Lärm und Lebkuchen sollen Nachtgespenster vertreiben

Nach Weihnachten beginnen die zwölf "Raunächte"

Von Christian Feldmann (epd)

Frankfurt a.M. (epd). "Raunächte" heißen vielerorts die Nächte zwischen Weihnachten und Dreikönig - nach dem alten Brauch, Haus und Stall in diesen Nächten auszuräuchern. Und der Begriff erinnert auch den rauen, struppigen Pelz der Unholde, die zu dieser Zeit dem Volksglauben zufolge die Lüfte unsicher machten. Pelze und Felle heißen heute oft noch "Rauchwaren", und das Grimm'sche Märchen "Allerleihrauh" von einem in Pelzreste gekleideten Mädchen hat ähnliche sprachliche Wurzeln.

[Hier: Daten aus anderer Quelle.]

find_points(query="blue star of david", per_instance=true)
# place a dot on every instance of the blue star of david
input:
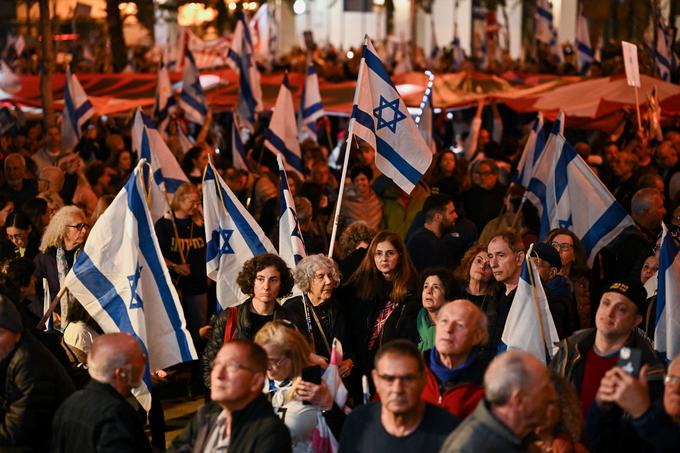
(398, 115)
(136, 300)
(225, 235)
(566, 223)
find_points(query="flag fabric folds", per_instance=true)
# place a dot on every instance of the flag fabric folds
(532, 151)
(667, 327)
(281, 136)
(77, 110)
(122, 281)
(291, 244)
(584, 51)
(569, 195)
(192, 99)
(311, 108)
(530, 326)
(380, 117)
(165, 101)
(241, 58)
(168, 173)
(233, 237)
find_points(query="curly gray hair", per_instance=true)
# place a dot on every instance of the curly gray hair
(310, 265)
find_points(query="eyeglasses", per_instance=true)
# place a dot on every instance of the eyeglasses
(80, 227)
(671, 379)
(562, 245)
(405, 379)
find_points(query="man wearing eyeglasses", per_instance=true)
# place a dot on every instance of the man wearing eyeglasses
(651, 425)
(239, 418)
(401, 421)
(98, 417)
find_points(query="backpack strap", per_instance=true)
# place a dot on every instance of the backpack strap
(232, 321)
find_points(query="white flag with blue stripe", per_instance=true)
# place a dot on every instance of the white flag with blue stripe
(569, 195)
(168, 173)
(164, 102)
(291, 244)
(545, 28)
(311, 108)
(530, 326)
(667, 330)
(532, 152)
(380, 117)
(192, 99)
(233, 237)
(77, 110)
(584, 51)
(122, 281)
(241, 58)
(282, 136)
(238, 150)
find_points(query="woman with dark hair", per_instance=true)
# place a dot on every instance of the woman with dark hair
(264, 279)
(182, 242)
(194, 162)
(437, 286)
(20, 233)
(575, 270)
(381, 297)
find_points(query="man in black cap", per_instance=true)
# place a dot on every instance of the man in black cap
(32, 382)
(588, 354)
(557, 289)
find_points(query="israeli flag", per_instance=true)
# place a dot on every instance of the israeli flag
(291, 244)
(545, 28)
(667, 330)
(192, 99)
(311, 108)
(569, 195)
(77, 110)
(148, 144)
(238, 150)
(584, 51)
(122, 281)
(530, 326)
(532, 152)
(233, 237)
(242, 60)
(281, 136)
(165, 101)
(380, 117)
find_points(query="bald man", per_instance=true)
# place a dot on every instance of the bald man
(454, 368)
(651, 425)
(98, 417)
(517, 391)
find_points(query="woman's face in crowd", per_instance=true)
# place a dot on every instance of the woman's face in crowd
(386, 257)
(267, 285)
(18, 236)
(279, 365)
(480, 270)
(433, 296)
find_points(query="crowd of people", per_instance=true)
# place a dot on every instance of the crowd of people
(416, 297)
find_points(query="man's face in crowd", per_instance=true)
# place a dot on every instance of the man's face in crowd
(399, 383)
(505, 263)
(616, 316)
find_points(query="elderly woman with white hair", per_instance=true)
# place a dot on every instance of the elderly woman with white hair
(316, 313)
(61, 242)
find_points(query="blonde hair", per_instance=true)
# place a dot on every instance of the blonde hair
(289, 341)
(55, 231)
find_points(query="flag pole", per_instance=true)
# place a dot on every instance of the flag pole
(350, 134)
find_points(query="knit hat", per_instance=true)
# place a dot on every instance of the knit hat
(10, 318)
(548, 253)
(632, 289)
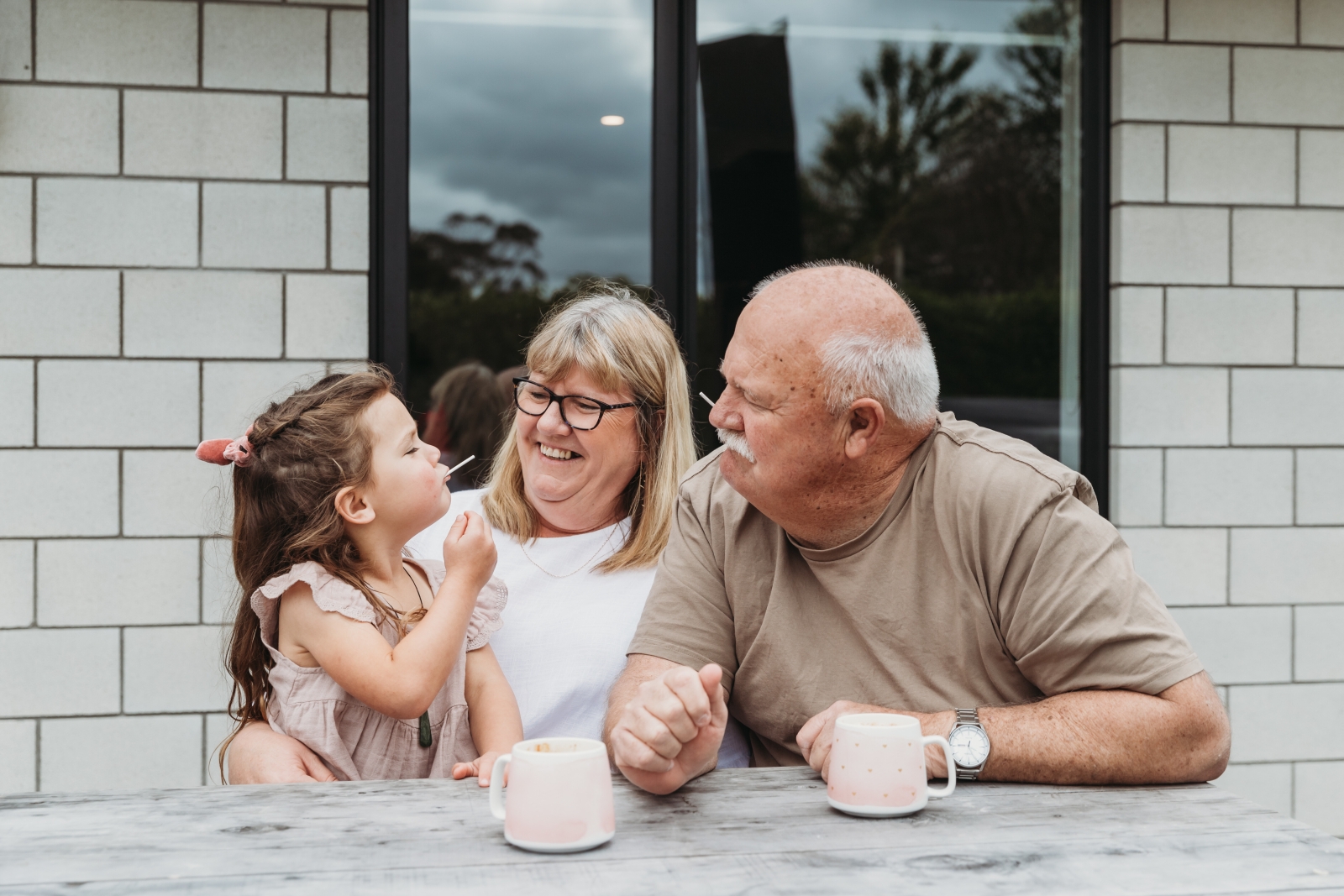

Die "wilde Jagd", das durch die Lüfte fahrende Geistervolk, die umgehenden Toten und die gespenstischen Irrlichter stehen im Zentrum der alten Raunacht-Traditionen, die bis auf die Germanen und die griechisch-römische Antike zurückgehen. Frau Holle ist als verharmloster Überrest der "Schicksalsfrauen" in unsere Märchen eingegangen. Sie schickt den schützenden Schnee für Wald und Flur, aber auch verheerende Lawinen und Winterstürme.

Die Menschen suchten sich gegen das unheimliche Nachtvolk auf vielerlei Weise zu schützen. Sie inszenierten lärmende Umzüge im Fackelschein und mit fratzenhaften Masken. Das laute Rumoren sollte die Geister vertreiben, ebenso wie Böllerschüsse und Feuerwerk zur Jahreswende. Und man hoffte wohl, dass sich sogar die Dämonen vor den wilden Sprüngen schreiender Horden mit russgeschwärzten Gesichtern fürchteten. Die Perchtenumzüge, die in Bayern auch in den Städten wieder in Mode kommen, oder die norddeutschen "Rummelpottläufer" lassen davon noch etwas ahnen.

Manche versprachen sich mehr davon, die "Schicksalsfrauen" und Nachtgespenster durch leckere Speisen milde zu stimmen. Sie stellten ihnen - vorwiegend in der Christnacht - Gebäck, Nüsse und Früchte vor die Tür, Milch, Wasser - und die nach speziellem Rezept für die Geisterwelt gebackenen Lebkuchen. Waren die Gaben am nächsten Morgen verzehrt, so durfte man auf gute Ernte und gesundes Vieh hoffen.

Aber warum konzentrierte sich dieser in die christliche Ära hinüber gerettete Aberglaube auf die Zeit am Jahresende zwischen dem 25. Dezember und dem 6. Januar? - Diese zwölf Tage und Nächte überbrückten als eine nie ganz in die Koordinaten des gängigen Kalenders einzuordnende und deshalb auch nicht ganz geheure Zwischenzeit den Unterschied zwischen Sonnen- und Mondjahr. Bisweilen wurden sie gar als dreizehnter Monat gezählt - einer der Gründe, warum die Dreizehn zur gefürchteten Unglückszahl wurde.